NOAA has downgraded the probability of an El Nino later this year to 46% from 51% in its April forecast and 53% in March.
ENSO-neutral persisted during April, with near-average sea surface temperatures (SSTs) observed across the central equatorial Pacific and above-average SSTs in the eastern Pacific [Fig. 1]. The latest weekly Niño index values were +0.5°C in the Niño-3 and Niño-3.4 regions, and +0.3 and +0.8°C in the Niño-4 and Niño-1+2 regions, respectively [Fig. 2]. The upper-ocean heat content anomaly was slightly positive during April [Fig. 3], reflecting the strengthening of above-average temperatures at depth around the Date Line [Fig. 4]. Atmospheric convection anomalies were weak over the central tropical Pacific and Maritime Continent [Fig. 5], while the lower-level and upper-level winds were near average over most of the tropical Pacific. Overall, the ocean and atmosphere system remains consistent with ENSO-neutral.
Most models predict the onset of El Niño (3-month average Niño-3.4 index at or greater than 0.5°C) during the Northern Hemisphere summer [Fig. 6]. However, the NCEP CFSv2 and most of the statistical models are more conservative and indicate that while Niño-3.4 index may be near or greater than +0.5°C for several months, the warmth may not last long enough to qualify as an El Niño episode (5 consecutive overlapping seasons) and/or may not significantly impact the atmospheric circulation.
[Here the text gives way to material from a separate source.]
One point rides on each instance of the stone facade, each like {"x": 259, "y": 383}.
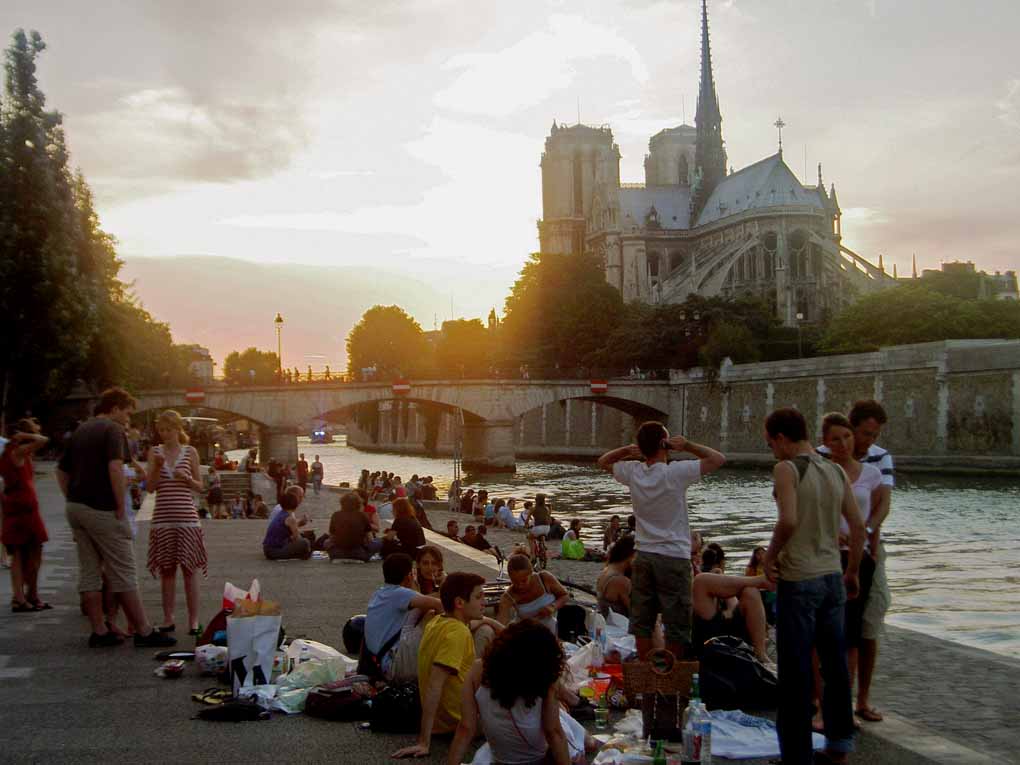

Relative to last month, the forecaster consensus reflects slightly lower chances of El Niño (~45%), in part due to the conflicting model guidance and lack of a clear shift toward El Niño in the observational data. In summary, while chances are slightly lower than 50%, ENSO-neutral and El Niño are nearly equally favored during the Northern Hemisphere summer and fall 2017 (click CPC/IRI consensus forecast for the chance of each outcome for each 3-month period).